[lbo-talk] Become a vegetarian or rot in hell!!! ;-)

ravi ravi.bulk at gmail.com
Wed Nov 1 20:58:33 PST 2006


At around 1/11/06 10:14 pm, Miles Jackson wrote:
> ravi wrote:
>
>> However, I think you will find very few vegetarians who think that their
>> choice of food is the best method to save the planet. I don't have data
>> here, but the sense I get is that most of them are motivated by
>> [personal] ethical considerations (vegetarianism is not the means to an
>> end), perhaps even aesthetic ones in some cases ;-).
>
> I'm genuinely interested in the ethical argument here, because I don't
> quite understand it. Is it your position that eating animals imposes
> suffering on nonhuman species, thus we shouldn't do it? If so, why the
> arbitrary distinction between eating plants and eating animals? How do
> we know that plants do not "suffer"? How do we know that all animals do?
>

Miles,

I am guessing you are already aware of all the arguments about suffering, the presence of central nervous systems, some indication of avoidance of pain, etc. We have also hashed over the various arguments (especially those of Singer(*)) regarding the legitimacy and basis of extending ethical considerations across species while still differentiating between them.
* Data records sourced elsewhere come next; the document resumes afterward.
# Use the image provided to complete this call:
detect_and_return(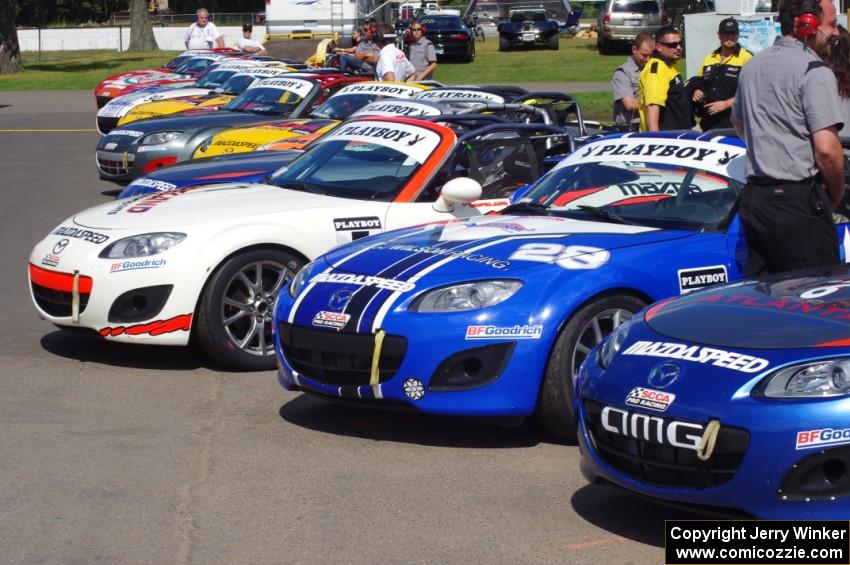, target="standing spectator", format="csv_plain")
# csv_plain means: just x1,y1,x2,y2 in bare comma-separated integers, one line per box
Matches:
639,26,694,131
339,24,380,74
824,26,850,138
693,18,753,131
407,20,437,80
611,32,655,131
375,33,416,82
236,24,268,55
183,8,224,49
732,0,844,276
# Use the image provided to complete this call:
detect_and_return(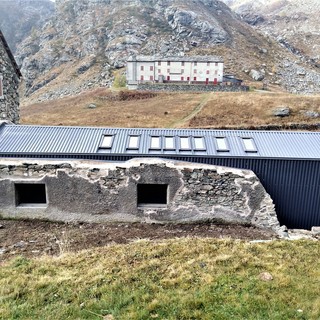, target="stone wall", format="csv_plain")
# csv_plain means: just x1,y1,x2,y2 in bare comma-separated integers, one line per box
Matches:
0,40,20,123
0,159,279,230
134,83,249,92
So let me ask you a question that may help us get a grip on this: I assume you feel less queasy about kicking a leaf (or even better: a rock) rather than a dog. Do you think that is just a programmed response or aesthetic issue? Or do you think you are acting based on some considered position (apart from pragmatism/logistics)?

--ravi

(*) At the cost of misrepresenting him, I can offer a very simplistic summary of Singer's argument: we derive human ethical rules that govern our action on the basis of some universalisation (such as the categorical imperative). For instance, why do we hold that all else equal, kicking another human is wrong? Singer argues that when we flesh out these notions we will find that there is no logical basis to reject extending such considerations down the hierarchy of animals that share similar conditions and therefore the universalisation.